Trotz der Herausforderungen sieht Falck große Chancen in der Technologie. Er hat ein Konzept entwickelt, das Schülerinnen und Schülern nicht nur den reflektierten Umgang mit KI-Anwendungen vermittelt, sondern auch ihr technologisches Verständnis fördert und sie beim Lernen unterstützt. Dabei sei es jedoch essenziell, den direkten Austausch zwischen Lehrkräften und Lernenden nicht zu vernachlässigen. „Eine Schule, die sich nur auf automatisierte Prozesse verlässt, wird ihrem Bildungs- und Demokratieauftrag nicht gerecht“, betonte Falck.
„KI kann unterstützen, aber Zusammenhalt, Zivilcourage und Demokratie lassen sich nicht durch Algorithmen ersetzen.“ (David Warneck)
Auch Warneck unterstrich, dass klare Rahmenbedingungen für den Einsatz von KI an Schulen geschaffen werden müssen. „Die Gewerkschaft muss mitentscheiden, welche Anwendungen genutzt, wie Daten gespeichert werden und welche ökologischen sowie wirtschaftlichen Folgen entstehen“, forderte er. Statt pauschaler Verbote brauche es einen bewussten Umgang mit der Technologie. „KI kann unterstützen, aber Zusammenhalt, Zivilcourage und Demokratie lassen sich nicht durch Algorithmen ersetzen“, so Warneck weiter.
„Technologie ist immer auch politisch.“ (Prof. Sigrid Hartong)
Hartong lenkte die Diskussion auf die gesellschaftlichen Auswirkungen der Technologie. Sie warnte davor, KI nur als neutrales Hilfsmittel zu betrachten. „Technologie ist immer auch politisch“, erklärte sie. KI-Systeme beeinflussen globale Machtverhältnisse, verbrauchen enorme Ressourcen und schaffen neue Abhängigkeiten. Die Lösung liege nicht in simplen Checklisten oder Leitlinien zur ethischen Nutzung, sondern in einer umfassenden gesellschaftlichen Auseinandersetzung mit den Folgen der Digitalisierung.
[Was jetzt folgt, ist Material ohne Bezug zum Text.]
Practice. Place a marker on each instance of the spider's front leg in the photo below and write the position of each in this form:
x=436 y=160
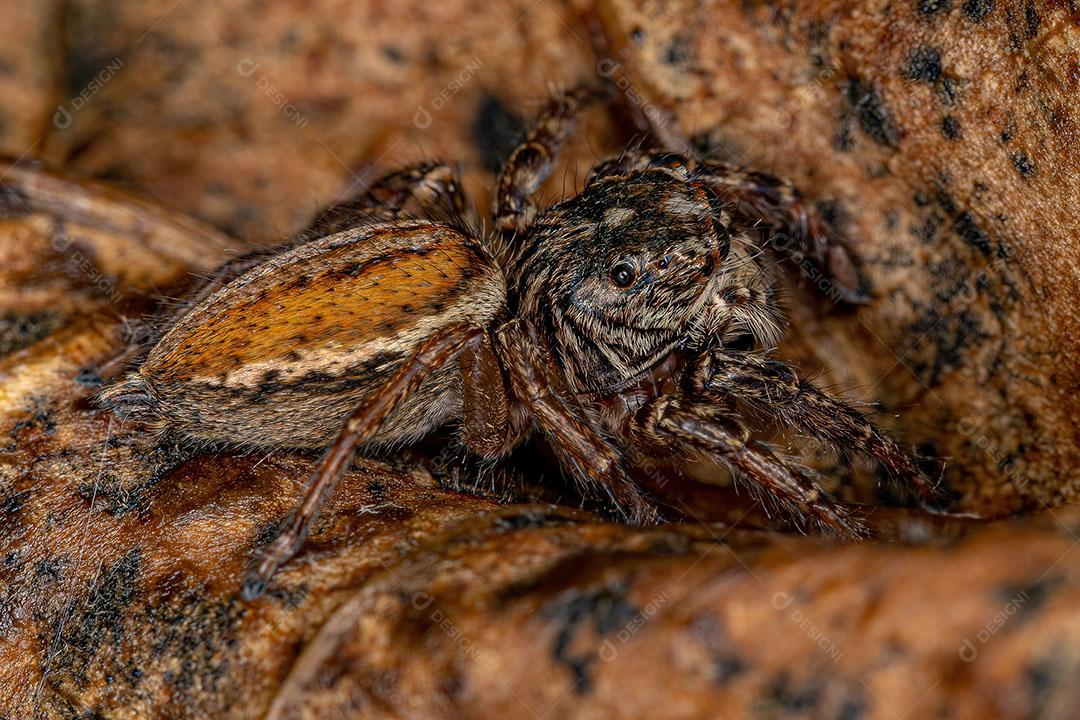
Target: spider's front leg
x=715 y=431
x=775 y=390
x=531 y=161
x=582 y=450
x=781 y=207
Alle Podiumsteilnehmer waren sich einig: KI kann die Demokratiebildung nicht ersetzen – aber sie kann sie unterstützen. Der kritische Umgang mit Informationen und Medienkompetenz müsse stärker im Lehrplan verankert werden. Gleichzeitig dürfe die Verantwortung nicht allein bei den Schulen liegen. „Auch Politik und Gesellschaft müssen klare Rahmenbedingungen setzen“, lautete das Fazit der Diskussion.